Haskell has recounted tour stories and, at times, wild off-field antics in his two rugby memoirs; What A Flanker, and Ruck Me. The latter was released in the UK last month.
His first book – which came out late last year – includes the fall-out from ultimately unproven allegations of sexual harassment from a housemaid during England’s stay in Dunedin during the 2011 Rugby World Cup.
In it, Haskell also revealed how a party he threw in the southern city resulted in All Blacks Jimmy Cowan and Lima Sopoaga being knocked out, his receiving facial injuries, garden furniture and some of his clothes being torched and police being called.
In What A Flanker, he recalled as one of his “worst ideas”, hosting the party at the house he rented – which was owned by former Highlanders and Manu Samoa star Seilala Mapusua – the day after the Highlanders’ Super Rugby season had ended.
“On hearing a commotion coming from the garden, I wandered outside to discover they’d stacked some of Mapusua’s garden furniture under the eaves of the house and set it on fire, along with some of my clothes,” he wrote.
“I obviously lost the plot, and as I was in mid-flow, Lima Sopoaga jumped me and smashed an egg on my head. The yolk hadn’t even had time to start dripping down my face when I charged through what was now a raging fire, like some deranged stuntman, and knocked Lima cold with an overhand right. I thought I’d killed him.”
Haskell was then punched, with his nose being “split”, by one of Sopoaga’s close friends in the Highlanders.
Meanwhile, Cowan – “for reasons he probably didn’t even know” – threw a punch at team-mate Elliot Dixon, who in turn knocked out the 51-test halfback.
“Now we had two blokes out cold in the garden and it was like a scene from that New Zealand film Once Were Warriors, except instead of someone shouting ‘Cook the man some f***ing eggs!’ someone was smashing raw eggs on my forehead,” Haskell wrote.
When his team-mates “who were conscious” refused to leave, Haskell said he rang the police and told an operator: “I’ve got an out-of-control party at my house, which might burn down at any minute – get around here now’.”

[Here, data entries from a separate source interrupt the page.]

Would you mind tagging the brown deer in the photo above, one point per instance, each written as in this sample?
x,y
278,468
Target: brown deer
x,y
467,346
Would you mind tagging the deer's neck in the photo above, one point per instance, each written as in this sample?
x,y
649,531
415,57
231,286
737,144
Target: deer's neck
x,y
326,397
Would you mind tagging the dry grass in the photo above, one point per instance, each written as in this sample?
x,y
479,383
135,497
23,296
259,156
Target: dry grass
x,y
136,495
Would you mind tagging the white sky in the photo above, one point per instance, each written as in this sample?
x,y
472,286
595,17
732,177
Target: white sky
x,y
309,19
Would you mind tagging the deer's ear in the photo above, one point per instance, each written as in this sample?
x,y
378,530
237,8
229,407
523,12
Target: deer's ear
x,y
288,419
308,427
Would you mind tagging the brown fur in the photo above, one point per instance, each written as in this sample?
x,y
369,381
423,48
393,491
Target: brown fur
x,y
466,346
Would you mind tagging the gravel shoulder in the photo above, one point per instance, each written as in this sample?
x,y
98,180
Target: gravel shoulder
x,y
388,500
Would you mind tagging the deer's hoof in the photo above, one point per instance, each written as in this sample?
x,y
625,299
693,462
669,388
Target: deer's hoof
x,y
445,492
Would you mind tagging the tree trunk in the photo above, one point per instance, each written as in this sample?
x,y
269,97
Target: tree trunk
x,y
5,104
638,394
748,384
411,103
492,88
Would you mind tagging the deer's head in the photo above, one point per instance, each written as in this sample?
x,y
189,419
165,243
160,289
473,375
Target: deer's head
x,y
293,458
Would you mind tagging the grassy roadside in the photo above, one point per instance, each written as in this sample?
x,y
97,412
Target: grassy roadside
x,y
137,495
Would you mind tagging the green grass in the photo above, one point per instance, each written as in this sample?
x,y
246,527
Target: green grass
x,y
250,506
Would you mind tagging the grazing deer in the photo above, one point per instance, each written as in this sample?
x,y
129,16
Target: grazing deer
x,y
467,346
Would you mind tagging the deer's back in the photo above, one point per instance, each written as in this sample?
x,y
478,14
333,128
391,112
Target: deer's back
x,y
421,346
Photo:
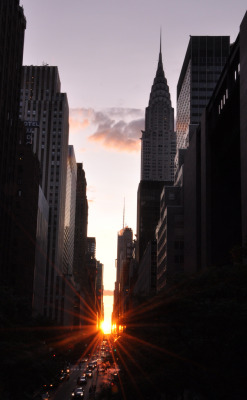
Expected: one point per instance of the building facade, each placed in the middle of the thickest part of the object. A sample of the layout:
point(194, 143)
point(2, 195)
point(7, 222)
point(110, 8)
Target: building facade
point(44, 110)
point(12, 29)
point(204, 60)
point(158, 149)
point(158, 142)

He said several patrol cars arrived, with officers offering to drive the players home.
“Now it was just me and Jimmy Cowan in the house, me with my busted nose and him with a big cut above his eye,” Haskell recalled.
“It looked like we’d just gone 12 rounds. Having put the flames out – which wasn’t easy – and finally persuaded Cowan to get lost, I got a taxi to A&E. Luckily the doctor was an English rugby fan and did a beautiful stitching job.

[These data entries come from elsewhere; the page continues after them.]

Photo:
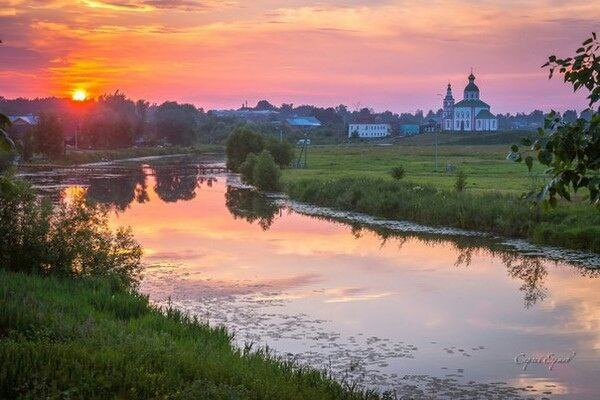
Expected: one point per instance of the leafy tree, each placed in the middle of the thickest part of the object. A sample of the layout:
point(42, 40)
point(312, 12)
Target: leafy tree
point(247, 168)
point(570, 151)
point(241, 142)
point(70, 239)
point(6, 143)
point(177, 123)
point(49, 136)
point(282, 152)
point(266, 172)
point(111, 123)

“The following morning I was relieved to find the place hadn’t burnt down. But the carnage was even worse than I remembered.
“The house was littered with bottles and someone had spewed on the floor in the kitchen. I also discovered that they’d tried to light another fire at the other end of the garden, right next to the propane tank.
“Had that fire taken off, it would have blown us all up.”
Haskell saw his team-mates again at another social gathering before he returned to the UK.
“It was as if nothing had happened,” he wrote.
‘What the hell were you guys thinking?’ . . . ‘Oh, it was only a bit of fun’.”